Search code examples
c#.netregexecma

Why running .Net Regex with ECMAScript flavor support \A


I have a .NetStandard2.1 C# application that needs to run Regex in the ECMAScript flavor.

According to MSDN documentation, I can use RegexOptions.ECMAScript:

Enables ECMAScript-compliant behavior for the expression.

I know that \A anchor is not supported in ECMAScript (According to link and when I tried Regex101 with the ECMAScript option). But it seems that .Net does support it. Example:

Regex emcaRegex = new Regex(@"\A\d{3}", RegexOptions.ECMAScript);
var matches =  emcaRegex.Matches("901-333-");

Console.WriteLine($"number of matches: {matches.Count}"); // number of matches: 1
Console.WriteLine($"The match: {matches[0]}"); // The match: 901

I expect to get not matches at all, what am I missing?


Solution

  • You need to look for the answer further in the "ECMAScript Matching Behavior" article.

    This option does NOT redefine the .NET-specific anchors meanings, they are still supported.

    The behavior of ECMAScript and canonical regular expressions differs in three areas: character class syntax, self-referencing capturing groups, and octal versus backreference interpretation.

    Character class syntax. Because canonical regular expressions support Unicode whereas ECMAScript does not, character classes in ECMAScript have a more limited syntax, and some character class language elements have a different meaning. For example, ECMAScript does not support language elements such as the Unicode category or block elements \p and \P. Similarly, the \w element, which matches a word character, is equivalent to the [a-zA-Z_0-9] character class when using ECMAScript and [\p{Ll}\p{Lu}\p{Lt}\p{Lo}\p{Nd}\p{Pc}\p{Lm}] when using canonical behavior. For more information, see Character Classes.

    Self-referencing capturing groups. A regular expression capture class with a backreference to itself must be updated with each capture iteration.

    Resolution of ambiguities between octal escapes and backreferences.
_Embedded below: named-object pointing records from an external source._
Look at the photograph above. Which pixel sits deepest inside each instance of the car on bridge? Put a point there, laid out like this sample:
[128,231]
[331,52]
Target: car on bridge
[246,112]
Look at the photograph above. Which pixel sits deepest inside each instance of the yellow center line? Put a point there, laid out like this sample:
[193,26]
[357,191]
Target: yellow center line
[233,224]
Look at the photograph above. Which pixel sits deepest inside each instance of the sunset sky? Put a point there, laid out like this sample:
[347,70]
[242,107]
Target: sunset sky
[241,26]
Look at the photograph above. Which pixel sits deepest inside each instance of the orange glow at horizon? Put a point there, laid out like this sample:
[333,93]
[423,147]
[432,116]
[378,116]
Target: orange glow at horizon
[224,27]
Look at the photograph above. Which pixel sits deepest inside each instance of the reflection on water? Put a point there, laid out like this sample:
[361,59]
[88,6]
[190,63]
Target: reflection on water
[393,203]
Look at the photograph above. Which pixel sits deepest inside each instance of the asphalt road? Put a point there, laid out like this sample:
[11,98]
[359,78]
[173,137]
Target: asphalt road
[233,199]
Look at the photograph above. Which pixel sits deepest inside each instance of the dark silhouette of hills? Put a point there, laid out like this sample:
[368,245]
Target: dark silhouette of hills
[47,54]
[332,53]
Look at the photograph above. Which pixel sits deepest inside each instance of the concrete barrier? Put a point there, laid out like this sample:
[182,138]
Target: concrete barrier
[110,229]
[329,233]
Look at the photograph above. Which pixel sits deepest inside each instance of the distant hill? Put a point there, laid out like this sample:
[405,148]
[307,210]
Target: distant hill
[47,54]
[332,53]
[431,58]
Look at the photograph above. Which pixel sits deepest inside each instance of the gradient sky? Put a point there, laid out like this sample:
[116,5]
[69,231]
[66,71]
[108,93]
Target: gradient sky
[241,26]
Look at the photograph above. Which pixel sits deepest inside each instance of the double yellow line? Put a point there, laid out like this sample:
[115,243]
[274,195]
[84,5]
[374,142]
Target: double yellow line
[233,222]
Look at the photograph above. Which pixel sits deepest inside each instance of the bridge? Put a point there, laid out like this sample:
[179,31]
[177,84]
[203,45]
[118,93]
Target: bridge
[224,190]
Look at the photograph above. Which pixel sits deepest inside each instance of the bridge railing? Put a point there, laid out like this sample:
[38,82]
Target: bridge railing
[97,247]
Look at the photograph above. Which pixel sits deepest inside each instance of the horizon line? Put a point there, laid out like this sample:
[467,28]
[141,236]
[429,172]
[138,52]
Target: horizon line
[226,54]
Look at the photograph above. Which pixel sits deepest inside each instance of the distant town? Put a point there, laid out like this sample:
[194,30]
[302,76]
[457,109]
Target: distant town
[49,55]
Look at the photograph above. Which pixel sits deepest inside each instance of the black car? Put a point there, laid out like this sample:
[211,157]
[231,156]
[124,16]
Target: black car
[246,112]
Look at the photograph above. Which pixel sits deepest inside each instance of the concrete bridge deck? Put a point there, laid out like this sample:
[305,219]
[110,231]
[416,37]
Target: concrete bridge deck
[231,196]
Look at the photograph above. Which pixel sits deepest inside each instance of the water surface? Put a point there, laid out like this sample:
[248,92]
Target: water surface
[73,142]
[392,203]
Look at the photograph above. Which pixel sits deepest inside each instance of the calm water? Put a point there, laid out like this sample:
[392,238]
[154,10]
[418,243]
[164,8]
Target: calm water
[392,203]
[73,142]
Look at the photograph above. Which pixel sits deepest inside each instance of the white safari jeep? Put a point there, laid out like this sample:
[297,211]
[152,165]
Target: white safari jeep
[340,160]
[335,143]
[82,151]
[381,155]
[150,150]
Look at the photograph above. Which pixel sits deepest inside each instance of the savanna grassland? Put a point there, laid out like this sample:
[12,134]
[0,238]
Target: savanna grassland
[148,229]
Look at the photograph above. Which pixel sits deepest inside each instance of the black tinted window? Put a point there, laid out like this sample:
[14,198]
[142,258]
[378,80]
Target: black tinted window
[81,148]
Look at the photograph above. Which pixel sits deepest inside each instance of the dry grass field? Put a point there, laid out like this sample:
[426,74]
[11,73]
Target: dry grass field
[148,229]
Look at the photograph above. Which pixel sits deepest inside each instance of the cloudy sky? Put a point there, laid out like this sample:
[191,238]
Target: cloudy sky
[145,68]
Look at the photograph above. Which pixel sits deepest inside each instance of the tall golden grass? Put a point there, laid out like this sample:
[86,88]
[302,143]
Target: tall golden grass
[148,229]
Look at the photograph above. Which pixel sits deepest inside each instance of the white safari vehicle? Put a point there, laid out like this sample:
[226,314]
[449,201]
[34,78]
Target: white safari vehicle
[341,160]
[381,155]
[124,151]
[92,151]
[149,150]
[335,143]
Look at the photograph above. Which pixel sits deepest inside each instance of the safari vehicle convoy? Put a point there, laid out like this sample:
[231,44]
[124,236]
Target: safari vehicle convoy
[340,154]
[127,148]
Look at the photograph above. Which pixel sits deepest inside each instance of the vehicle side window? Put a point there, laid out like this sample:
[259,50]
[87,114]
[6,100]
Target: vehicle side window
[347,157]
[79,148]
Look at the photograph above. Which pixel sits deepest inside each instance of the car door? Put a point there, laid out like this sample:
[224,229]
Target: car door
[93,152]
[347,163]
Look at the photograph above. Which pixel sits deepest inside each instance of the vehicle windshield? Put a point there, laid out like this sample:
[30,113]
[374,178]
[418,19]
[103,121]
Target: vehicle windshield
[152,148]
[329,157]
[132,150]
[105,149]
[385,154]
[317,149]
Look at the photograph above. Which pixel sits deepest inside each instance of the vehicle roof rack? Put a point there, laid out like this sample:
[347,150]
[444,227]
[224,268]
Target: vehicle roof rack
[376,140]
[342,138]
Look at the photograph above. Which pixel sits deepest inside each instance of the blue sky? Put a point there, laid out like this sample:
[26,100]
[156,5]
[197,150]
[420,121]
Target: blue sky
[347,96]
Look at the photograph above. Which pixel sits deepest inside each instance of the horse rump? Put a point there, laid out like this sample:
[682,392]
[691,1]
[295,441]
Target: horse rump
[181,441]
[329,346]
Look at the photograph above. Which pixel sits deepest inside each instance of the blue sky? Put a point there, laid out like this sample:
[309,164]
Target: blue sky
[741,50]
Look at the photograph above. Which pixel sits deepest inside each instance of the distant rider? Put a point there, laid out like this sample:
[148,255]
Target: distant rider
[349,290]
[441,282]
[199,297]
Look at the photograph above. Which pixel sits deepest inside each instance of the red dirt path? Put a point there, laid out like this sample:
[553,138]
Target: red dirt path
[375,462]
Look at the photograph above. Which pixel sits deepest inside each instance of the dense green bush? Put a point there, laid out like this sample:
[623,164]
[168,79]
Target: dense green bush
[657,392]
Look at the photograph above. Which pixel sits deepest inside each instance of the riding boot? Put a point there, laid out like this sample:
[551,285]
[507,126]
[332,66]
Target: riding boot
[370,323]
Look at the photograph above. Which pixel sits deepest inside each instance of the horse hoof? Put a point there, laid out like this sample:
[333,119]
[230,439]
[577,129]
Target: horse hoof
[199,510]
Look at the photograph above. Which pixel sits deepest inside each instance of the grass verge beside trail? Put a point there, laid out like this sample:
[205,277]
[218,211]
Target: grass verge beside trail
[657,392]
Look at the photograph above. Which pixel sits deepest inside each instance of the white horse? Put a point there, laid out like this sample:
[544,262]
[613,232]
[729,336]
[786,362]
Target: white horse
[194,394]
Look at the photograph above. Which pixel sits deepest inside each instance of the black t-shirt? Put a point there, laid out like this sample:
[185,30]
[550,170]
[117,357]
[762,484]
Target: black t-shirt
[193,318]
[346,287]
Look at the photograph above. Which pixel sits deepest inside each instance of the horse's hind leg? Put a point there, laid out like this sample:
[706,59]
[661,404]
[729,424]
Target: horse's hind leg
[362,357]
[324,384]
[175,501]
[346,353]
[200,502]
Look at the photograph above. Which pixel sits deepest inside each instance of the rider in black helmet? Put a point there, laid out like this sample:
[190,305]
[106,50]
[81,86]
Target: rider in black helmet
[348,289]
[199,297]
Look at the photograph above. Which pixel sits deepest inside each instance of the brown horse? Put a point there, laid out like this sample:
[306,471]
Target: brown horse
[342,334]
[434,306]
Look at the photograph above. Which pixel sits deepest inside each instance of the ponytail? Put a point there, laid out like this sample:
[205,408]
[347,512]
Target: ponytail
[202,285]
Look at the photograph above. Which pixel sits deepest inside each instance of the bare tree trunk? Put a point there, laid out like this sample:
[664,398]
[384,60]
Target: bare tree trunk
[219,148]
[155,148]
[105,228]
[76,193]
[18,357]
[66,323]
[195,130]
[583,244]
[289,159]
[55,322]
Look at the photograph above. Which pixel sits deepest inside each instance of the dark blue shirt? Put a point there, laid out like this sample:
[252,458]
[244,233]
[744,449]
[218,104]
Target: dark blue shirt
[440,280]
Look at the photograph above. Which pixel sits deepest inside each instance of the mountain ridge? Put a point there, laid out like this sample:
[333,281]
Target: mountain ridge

    Regular expression Canonical behavior ECMAScript behavior
    \0 followed by 0 to 2 octal digits Interpret as an octal. For example, \044 is always interpreted as an octal value and means "$". Same behavior.
    \ followed by a digit from 1 to 9, followed by no additional decimal digits, Interpret as a backreference. For example, \9 always means backreference 9, even if a ninth capturing group does not exist. If the capturing group does not exist, the regular expression parser throws an ArgumentException. If a single decimal digit capturing group exists, backreference to that digit. Otherwise, interpret the value as a literal.
    \ followed by a digit from 1 to 9, followed by additional decimal digits Interpret the digits as a decimal value. If that capturing group exists, interpret the expression as a backreference. Otherwise, interpret the leading octal digits up to octal 377; that is, consider only the low 8 bits of the value. Interpret the remaining digits as literals. For example, in the expression \3000, if capturing group 300 exists, interpret as backreference 300; if capturing group 300 does not exist, interpret as octal 300 followed by 0. Interpret as a backreference by converting as many digits as possible to a decimal value that can refer to a capture. If no digits can be converted, interpret as an octal by using the leading octal digits up to octal 377; interpret the remaining digits as literals.